Subandi juga berencana memanggil Dinas Pendidikan dan Kebudayaan Sidoarjo untuk membahas langkah konkret dalam mendukung UMKM lokal, khususnya perajin perlengkapan sekolah. Ia berharap kepala sekolah turut dilibatkan dalam upaya tersebut.

“Kita akan rapatkan dengan Dinas Pendidikan, kita undang kepala sekolah. UMKM harus kita tingkatkan,” katanya.

Selain itu, Pemkab Sidoarjo juga akan memberikan pendampingan kepada pelaku UMKM dalam pengurusan izin usaha. Menurut Subandi, legalitas usaha sangat penting untuk mempermudah akses terhadap permodalan dan bantuan pemerintah.

“Izin UMKM akan kita bantu dan kawal agar para pelaku usaha segera memiliki legalitas yang jelas,” tambahnya.

Sementara itu, Fuad, perajin topi dari Master Konveksi Desa Punggul, mengakui bahwa pesanan dari wilayah Sidoarjo sendiri masih sangat minim.
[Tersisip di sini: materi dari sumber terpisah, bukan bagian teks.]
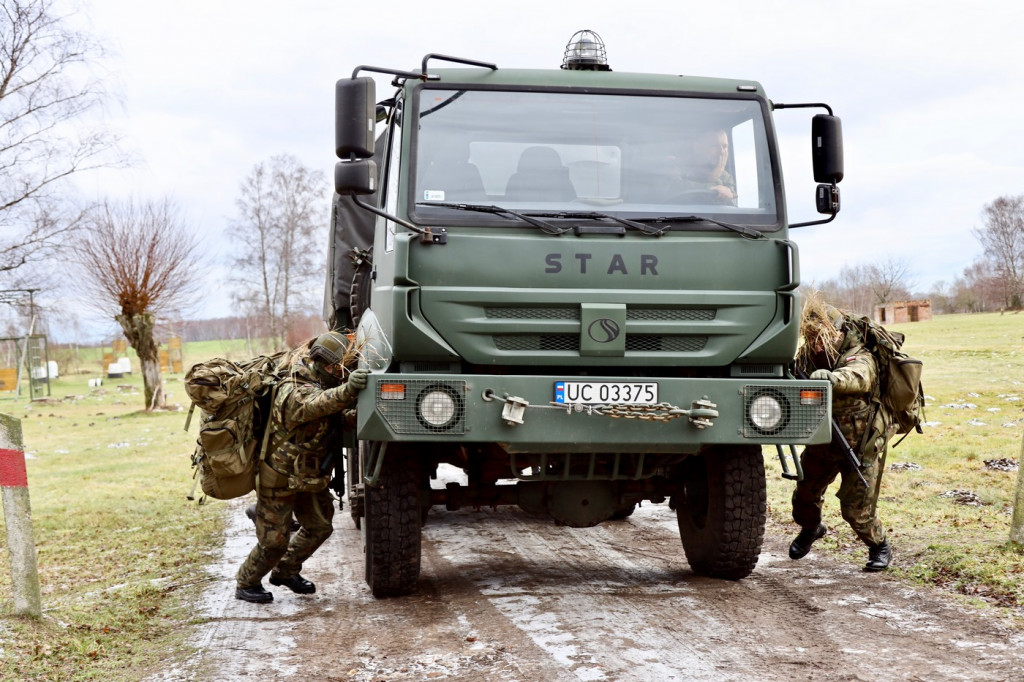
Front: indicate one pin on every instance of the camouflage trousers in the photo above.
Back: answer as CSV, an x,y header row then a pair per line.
x,y
821,464
275,548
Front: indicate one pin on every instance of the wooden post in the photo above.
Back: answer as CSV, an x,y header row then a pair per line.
x,y
1017,526
17,515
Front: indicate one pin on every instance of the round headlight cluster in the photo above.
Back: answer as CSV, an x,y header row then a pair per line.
x,y
768,413
437,408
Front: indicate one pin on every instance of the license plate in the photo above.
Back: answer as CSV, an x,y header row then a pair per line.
x,y
606,392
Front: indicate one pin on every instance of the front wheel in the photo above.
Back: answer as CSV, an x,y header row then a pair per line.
x,y
721,511
392,523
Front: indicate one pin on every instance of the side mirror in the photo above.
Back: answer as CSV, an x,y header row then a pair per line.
x,y
354,118
826,147
355,177
826,199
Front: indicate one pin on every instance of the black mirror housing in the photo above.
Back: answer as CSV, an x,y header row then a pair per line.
x,y
355,177
354,118
826,147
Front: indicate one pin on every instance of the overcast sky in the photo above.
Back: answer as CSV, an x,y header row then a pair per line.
x,y
931,96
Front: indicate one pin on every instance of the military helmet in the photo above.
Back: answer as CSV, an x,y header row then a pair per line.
x,y
328,354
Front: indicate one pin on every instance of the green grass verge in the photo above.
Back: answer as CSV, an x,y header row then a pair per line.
x,y
974,377
121,551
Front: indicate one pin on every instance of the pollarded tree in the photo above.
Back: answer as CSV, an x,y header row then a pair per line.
x,y
139,261
48,102
279,235
1003,239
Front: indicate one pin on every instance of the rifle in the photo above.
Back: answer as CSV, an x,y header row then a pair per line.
x,y
838,437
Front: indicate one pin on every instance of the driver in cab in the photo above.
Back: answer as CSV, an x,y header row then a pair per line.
x,y
704,168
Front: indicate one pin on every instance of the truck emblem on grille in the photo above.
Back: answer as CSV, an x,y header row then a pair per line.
x,y
603,330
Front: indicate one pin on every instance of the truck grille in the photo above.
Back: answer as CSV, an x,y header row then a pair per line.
x,y
560,342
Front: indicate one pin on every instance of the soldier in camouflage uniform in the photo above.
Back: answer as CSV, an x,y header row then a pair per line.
x,y
290,479
834,351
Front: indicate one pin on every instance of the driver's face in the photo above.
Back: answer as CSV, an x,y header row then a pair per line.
x,y
713,151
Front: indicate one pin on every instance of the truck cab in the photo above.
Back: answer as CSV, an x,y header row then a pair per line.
x,y
581,292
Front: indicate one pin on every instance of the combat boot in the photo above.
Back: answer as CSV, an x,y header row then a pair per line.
x,y
802,543
879,557
296,584
255,594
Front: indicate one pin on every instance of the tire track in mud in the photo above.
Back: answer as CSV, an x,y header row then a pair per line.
x,y
595,605
512,597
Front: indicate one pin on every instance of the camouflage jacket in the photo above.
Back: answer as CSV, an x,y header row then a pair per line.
x,y
856,387
300,420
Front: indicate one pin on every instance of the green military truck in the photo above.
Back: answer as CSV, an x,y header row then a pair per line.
x,y
578,287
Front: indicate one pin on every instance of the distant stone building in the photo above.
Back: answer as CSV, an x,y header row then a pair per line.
x,y
901,311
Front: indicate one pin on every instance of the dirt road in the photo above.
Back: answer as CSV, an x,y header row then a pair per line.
x,y
509,596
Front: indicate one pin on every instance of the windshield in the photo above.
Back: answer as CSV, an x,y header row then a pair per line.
x,y
638,157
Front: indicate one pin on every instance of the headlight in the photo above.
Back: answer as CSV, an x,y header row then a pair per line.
x,y
437,408
766,413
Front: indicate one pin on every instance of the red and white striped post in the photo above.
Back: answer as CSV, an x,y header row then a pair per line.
x,y
17,515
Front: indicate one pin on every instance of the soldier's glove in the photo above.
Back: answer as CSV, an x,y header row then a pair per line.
x,y
824,375
356,382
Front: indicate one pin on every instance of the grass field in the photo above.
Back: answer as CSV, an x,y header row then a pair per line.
x,y
122,552
948,513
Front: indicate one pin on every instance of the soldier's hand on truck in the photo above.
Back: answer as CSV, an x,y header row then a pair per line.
x,y
356,381
824,375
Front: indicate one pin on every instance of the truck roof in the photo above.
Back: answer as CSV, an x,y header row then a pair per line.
x,y
603,79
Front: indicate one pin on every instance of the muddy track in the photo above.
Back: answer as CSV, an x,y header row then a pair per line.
x,y
510,596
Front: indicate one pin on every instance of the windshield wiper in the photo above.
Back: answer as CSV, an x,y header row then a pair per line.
x,y
504,212
594,215
747,232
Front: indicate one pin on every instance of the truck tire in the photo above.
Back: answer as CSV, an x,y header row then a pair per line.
x,y
392,524
721,511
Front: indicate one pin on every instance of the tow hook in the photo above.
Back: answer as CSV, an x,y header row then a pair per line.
x,y
513,410
701,412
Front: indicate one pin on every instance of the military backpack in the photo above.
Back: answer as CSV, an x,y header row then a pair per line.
x,y
901,394
235,399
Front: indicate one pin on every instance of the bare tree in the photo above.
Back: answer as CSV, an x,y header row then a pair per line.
x,y
47,101
278,233
139,262
887,280
1003,239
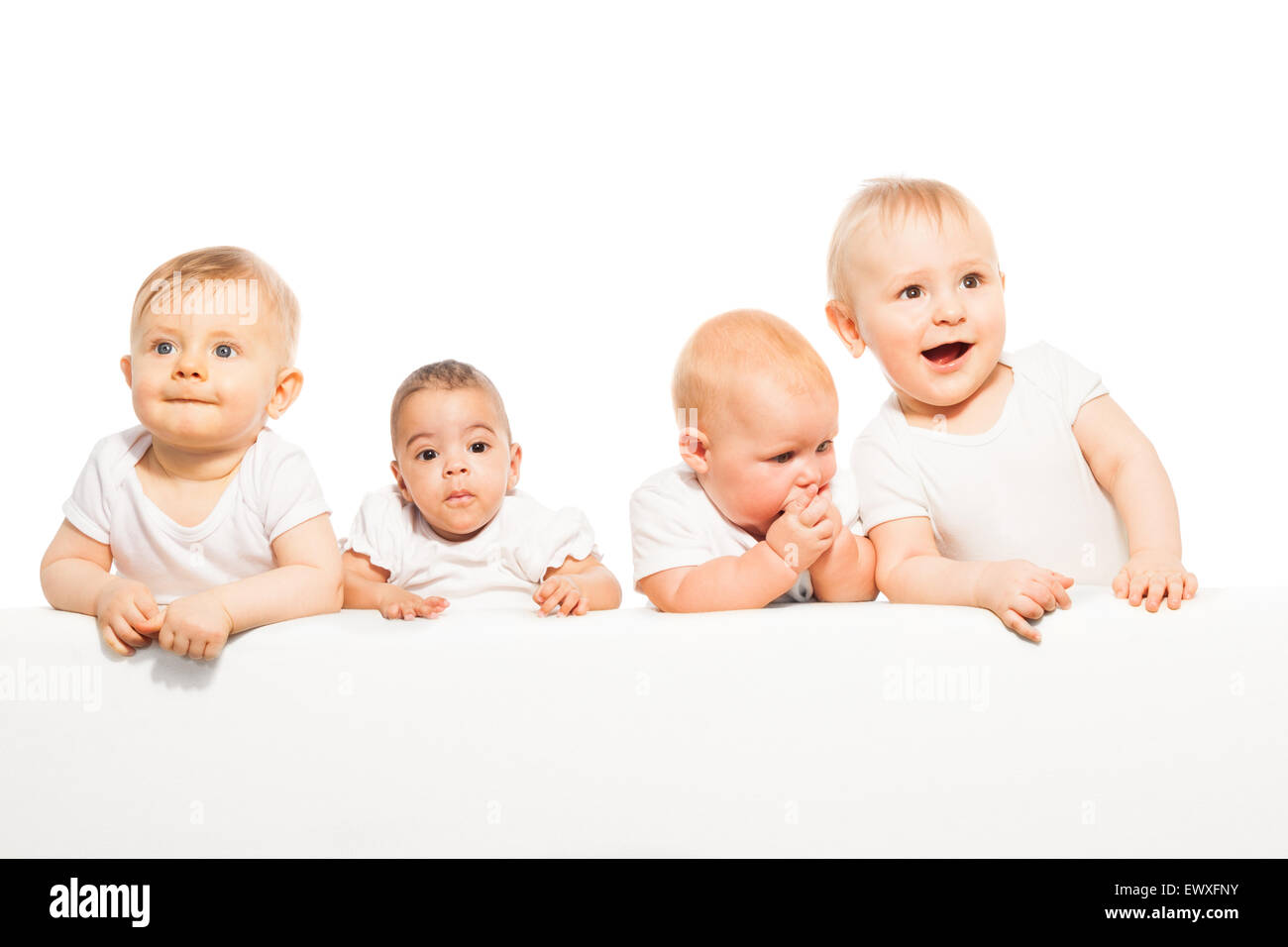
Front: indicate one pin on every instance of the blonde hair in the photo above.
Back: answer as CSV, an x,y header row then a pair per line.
x,y
446,375
738,344
892,198
210,269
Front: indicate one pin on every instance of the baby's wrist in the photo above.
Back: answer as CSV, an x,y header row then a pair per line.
x,y
789,556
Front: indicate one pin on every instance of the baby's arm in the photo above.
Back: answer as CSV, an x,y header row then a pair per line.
x,y
307,581
756,578
1126,464
366,585
578,586
75,577
910,569
751,579
846,570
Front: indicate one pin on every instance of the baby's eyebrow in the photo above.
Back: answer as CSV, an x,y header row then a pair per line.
x,y
430,434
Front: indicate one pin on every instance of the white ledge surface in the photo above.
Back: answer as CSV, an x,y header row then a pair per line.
x,y
815,729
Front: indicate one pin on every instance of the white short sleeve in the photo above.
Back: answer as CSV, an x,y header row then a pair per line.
x,y
284,486
380,530
846,500
1061,377
665,534
552,539
89,505
887,476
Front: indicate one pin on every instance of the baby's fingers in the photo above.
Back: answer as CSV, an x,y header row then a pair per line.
x,y
1192,583
112,639
429,607
1019,626
1057,587
143,625
815,510
1122,582
1026,605
1137,589
1157,590
554,602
Ia mengatakan sebagian besar pesanan justru datang dari luar daerah.

Fuad mengaku telah mencoba memasarkan produknya ke sejumlah sekolah di Sidoarjo, namun hasilnya belum maksimal.

“Pernah mencoba menawarkan, ada yang menerima sampel, tapi tidak ada kelanjutannya. Hanya bilang nanti dihubungi,” ungkapnya.

Ia berharap adanya dukungan dari pemerintah daerah, khususnya dalam hal promosi dan akses pasar ke sekolah-sekolah di Sidoarjo.

“Harapan kami ada bantuan promosi dari pemerintah agar produk kami lebih dikenal dan digunakan di daerah sendiri,” tandasnya.(ih)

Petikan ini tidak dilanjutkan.